- Occupation(s): journalist, author
- Employer(s): Montreal Gazette The Globe and Mail Toronto Sun
- Awards: Elmer Ferguson Memorial Award

= Al Strachan =

Canadian sports author and journalist

Alan Strachan is a Canadian sports author and journalist. A former sports columnist for The Globe and Mail, Montreal Gazette, and Toronto Sun, he won the Elmer Ferguson Memorial Award in 1993 and is a member of the media section of the Hockey Hall of Fame. He is also a former panelist on Hockey Night in Canada and analyst on The Score.

==Career==
Strachan joined the Montreal Gazette as a journalist in 1973 while also working as a radio show host in Montreal. While working for the Gazette, Strachan was promoted to sports editor. He subsequently hired Glenn Cole in 1977 to fill his former position. In 1980, Strachan joined The Globe and Mail where he was the 1993 recipient of the Elmer Ferguson Memorial Award. He was likewise named a lifetime member of the Professional Hockey Writers Association. A year later, in 1994, Strachan was hired by the Toronto Sun. He worked for the Sun until 2006 when it was announced his contract would not be renewed.

Throughout his career, Strachan worked a panellist on Hockey Night in Canada. This was cut short in 2005 when he was fired from Hockey Night in Canada's Satellite Hot Stove panel.
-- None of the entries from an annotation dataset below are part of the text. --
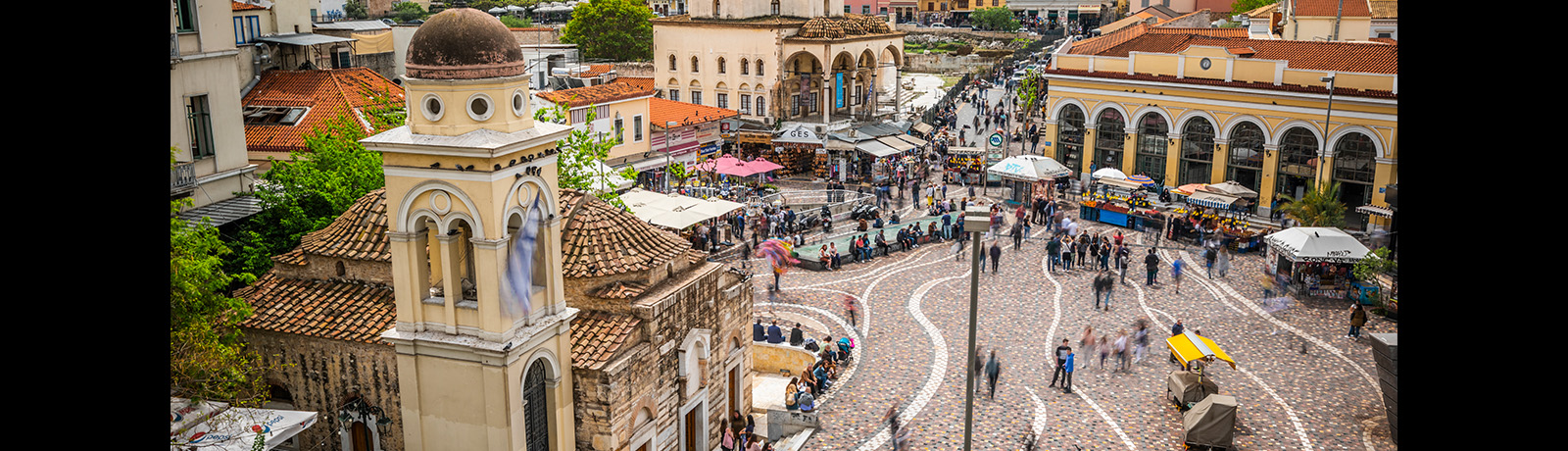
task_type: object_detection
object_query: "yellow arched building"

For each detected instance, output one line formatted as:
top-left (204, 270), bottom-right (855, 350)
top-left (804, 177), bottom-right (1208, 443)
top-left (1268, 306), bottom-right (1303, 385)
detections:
top-left (1038, 25), bottom-right (1398, 228)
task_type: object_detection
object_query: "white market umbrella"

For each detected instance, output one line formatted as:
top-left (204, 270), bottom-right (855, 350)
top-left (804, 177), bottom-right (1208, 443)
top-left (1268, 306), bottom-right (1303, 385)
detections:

Although the full reason was unknown, Strachan stated it was because "they said it was time to change direction." This did not deter Strachan from continuing his sports journalism career. In 2008, Strachan collaborated with Don Cherry to write Don Cherry's Hockey Stories and Stuff.

Shortly after the release of his book Why The Leafs Suck: And How They Can Be Fixed in 2009, Strachan was let go from Hockey Night in Canada a second time. CBC stated this was because the cover of the book portrayed Strachan with a Hockey Night in Canada tag without permission. He subsequently moved back to St. Andrews, New Brunswick before Thanksgiving.

In 2010, Strachan published a book titled "I am not making this up: my favourite hockey stories from a career covering the game" which detailed untold stories from his career in hockey journalism. A year later, his book "Over the line: wrist shots, slap shots, and five-minute majors" published more insight into inside stories and anecdotes from his career.

==Publications==
The following is a list of publications:
- 100 years of hockey: the chronicle of a century on ice (1999)
- Why the Leafs suck and how they can be fixed (2009)
- Don Cherry's Hockey Stories and Stuff (2009)
- I am not making this up: my favourite hockey stories from a career covering the game (2010)
- Over the line: wrist shots, slap shots, and five-minute majors (2011)
- 99, Gretzky: his game, his story (2013)

==Personal life==
Strachan is married and has two sons. Despite his career in hockey, Strachan stated his wife kept their son out of hockey due to the violence.